Keeping data safe is crucial in financial services. Without customer trust and belief that you can keep their sensitive financial information protected and safe-guarded, the entire relationship unravels. Data and privacy have also been on the minds of regulators in recent years, which have passed and will pass new statutes regarding personal digital information. Top of mind for many in the financial services industry is the General Data Protection Regulation (commonly referred to as GDPR). This law, which will take effect on May 25, 2018, is “designed to harmonize data privacy laws across Europe, to protect and empower all EU citizens data privacy and to reshape the way organizations across the region approach data privacy,”according to the law’s website.
And this doesn’t apply to just EU-based firms – any company with customers that are EU citizens must comply. Among the things GDPR requires is that companies provide clients with full access to data about themselves, and that they have the technical ability to erase all customer data at the customer’s request.
What Does This Mean for Your Business?
Meeting new standards such as these can be a problem for banks and other companies running multiple legacy systems. According to one expert it’s proving to be difficult “to reconcile how the data flows between all these different databases, even though they were made in different times, they may have different formats and the data might be called something different.”
Gutting and replacing legacy systems en masse is simply not the answer, as the cost and risk are too great. Instead, firms need to partner with technology companies that can easily integrate into their data flows, and who have “built” the regulation into their product.
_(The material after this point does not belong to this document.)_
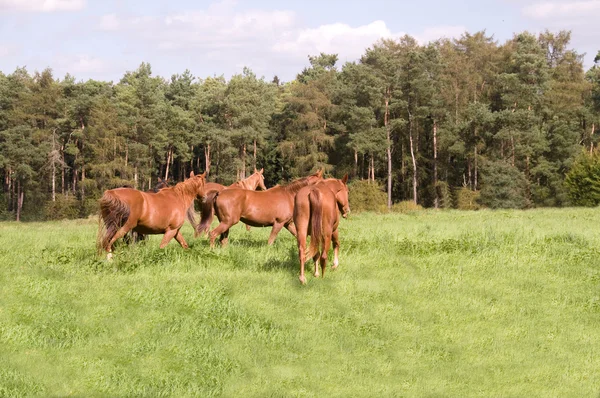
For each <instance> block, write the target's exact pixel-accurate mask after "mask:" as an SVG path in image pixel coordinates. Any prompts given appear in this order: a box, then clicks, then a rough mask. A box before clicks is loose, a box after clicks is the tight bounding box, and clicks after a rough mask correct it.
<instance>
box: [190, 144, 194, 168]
mask: <svg viewBox="0 0 600 398" xmlns="http://www.w3.org/2000/svg"><path fill="white" fill-rule="evenodd" d="M191 152H192V158H191V159H190V170H194V146H193V145H192V147H191Z"/></svg>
This means not only tokenizing all client data so it is anonymized, but also having the means to remove the end user’s information completely.
What is Privacy by Design?
Privacy by Design is an essential component of the GDPR. This concept forces organizations to consider privacy at the initial design stages and throughout the complete development process of new products, processes or services that involve processing personal data. As Deloitte indicates, the GDPR requires that privacy must be one of the ingredients of a new product or service, rather than a sauce that is added at the end. This might seem complex, but it is actually easier than applying privacy considerations after a design is fully developed. When you think upfront about what personal data you want to use, for what purpose, and implementation, it reduces the chance that you discover at a later stage that embedding privacy is technologically challenging, expensive, or even impossible.
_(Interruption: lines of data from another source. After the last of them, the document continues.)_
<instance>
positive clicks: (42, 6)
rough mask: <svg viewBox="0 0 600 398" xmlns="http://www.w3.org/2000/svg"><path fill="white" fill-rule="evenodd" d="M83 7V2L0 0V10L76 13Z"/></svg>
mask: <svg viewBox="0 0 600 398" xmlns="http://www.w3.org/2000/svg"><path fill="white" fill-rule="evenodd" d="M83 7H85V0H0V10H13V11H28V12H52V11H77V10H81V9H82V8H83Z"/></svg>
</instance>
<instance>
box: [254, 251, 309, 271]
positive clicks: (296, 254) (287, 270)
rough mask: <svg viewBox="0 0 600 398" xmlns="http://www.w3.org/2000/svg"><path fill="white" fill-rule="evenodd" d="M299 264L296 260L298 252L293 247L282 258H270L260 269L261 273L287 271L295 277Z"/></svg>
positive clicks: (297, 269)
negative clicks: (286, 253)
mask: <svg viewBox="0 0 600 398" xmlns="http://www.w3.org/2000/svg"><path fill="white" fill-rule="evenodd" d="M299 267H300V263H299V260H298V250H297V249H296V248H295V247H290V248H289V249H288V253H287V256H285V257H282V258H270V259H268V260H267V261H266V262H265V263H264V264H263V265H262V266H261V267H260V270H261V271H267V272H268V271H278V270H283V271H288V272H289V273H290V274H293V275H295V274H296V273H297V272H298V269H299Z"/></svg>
The tech firms that can best help you meet this standard are not those who are scrambling to build these capabilities into their products now, but rather those that have been thinking about them for years. At Flybits, we followed the seven foundational principles of privacy by design as laid out since at least 2009 by information and privacy officials in Canada.
Some firms may worry that regulations such as the GDPR will prevent them from using data to offer personalized communications with customers. Luckily, that is not the case! Privacy and personalization can indeed co-exist. Firstly, this involves user experience design that puts control in the customers hand to allay fears about how data is being used. This also means more than a one-size-fits all approach, people’s ages and locations can significantly affect their willingness to share their information, so contextual privacy policies and design are necessary to meet consumers’ varying needs.
But Wait, There’s More!
GDPR is only the tip of the iceberg when it comes to data-focused regulation. The second Payment Services Directive (commonly known as PSD2) has now come into effect. The new EU directive allows individuals to share account data with third parties that they authorize, thus putting banks in a position where they are not the sole owner of customer account and transaction data. Again, like GDPR, this affects any firm that does business in Europe. And while there is no such statute in the United States, regulatory and government oversight bodies such as the Consumer Financial Protection Bureau are already looking at how consumers might share financial data.
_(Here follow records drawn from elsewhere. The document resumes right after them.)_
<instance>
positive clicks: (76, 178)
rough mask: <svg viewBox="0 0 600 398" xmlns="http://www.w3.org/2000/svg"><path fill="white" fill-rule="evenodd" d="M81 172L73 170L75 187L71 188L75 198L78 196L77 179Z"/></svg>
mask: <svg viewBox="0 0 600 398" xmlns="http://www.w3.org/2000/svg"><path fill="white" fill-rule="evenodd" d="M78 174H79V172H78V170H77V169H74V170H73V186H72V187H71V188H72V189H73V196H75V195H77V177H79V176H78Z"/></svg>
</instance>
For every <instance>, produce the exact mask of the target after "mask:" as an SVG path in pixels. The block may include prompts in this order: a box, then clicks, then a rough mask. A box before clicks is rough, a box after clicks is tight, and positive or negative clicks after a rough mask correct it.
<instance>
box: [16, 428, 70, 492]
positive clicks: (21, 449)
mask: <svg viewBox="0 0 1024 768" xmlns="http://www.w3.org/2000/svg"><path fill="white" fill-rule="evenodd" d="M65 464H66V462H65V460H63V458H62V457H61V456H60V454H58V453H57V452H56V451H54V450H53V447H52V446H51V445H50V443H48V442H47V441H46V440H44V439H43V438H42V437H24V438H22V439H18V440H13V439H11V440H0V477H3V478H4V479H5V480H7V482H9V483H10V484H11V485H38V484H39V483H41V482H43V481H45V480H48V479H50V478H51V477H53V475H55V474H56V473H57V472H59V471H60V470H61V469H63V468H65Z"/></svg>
This new reality of consumer expecting control over their data will soon be the norm. The old way of doing things, with data stored in siloed systems inaccessible to the end user, are now over. Firms need to work with technology partners that have these capabilities built into their services, and that can securely integrate all data – whether it originates in proprietary systems or from third parties – into one place that can be easily retrieved. The time for action is now.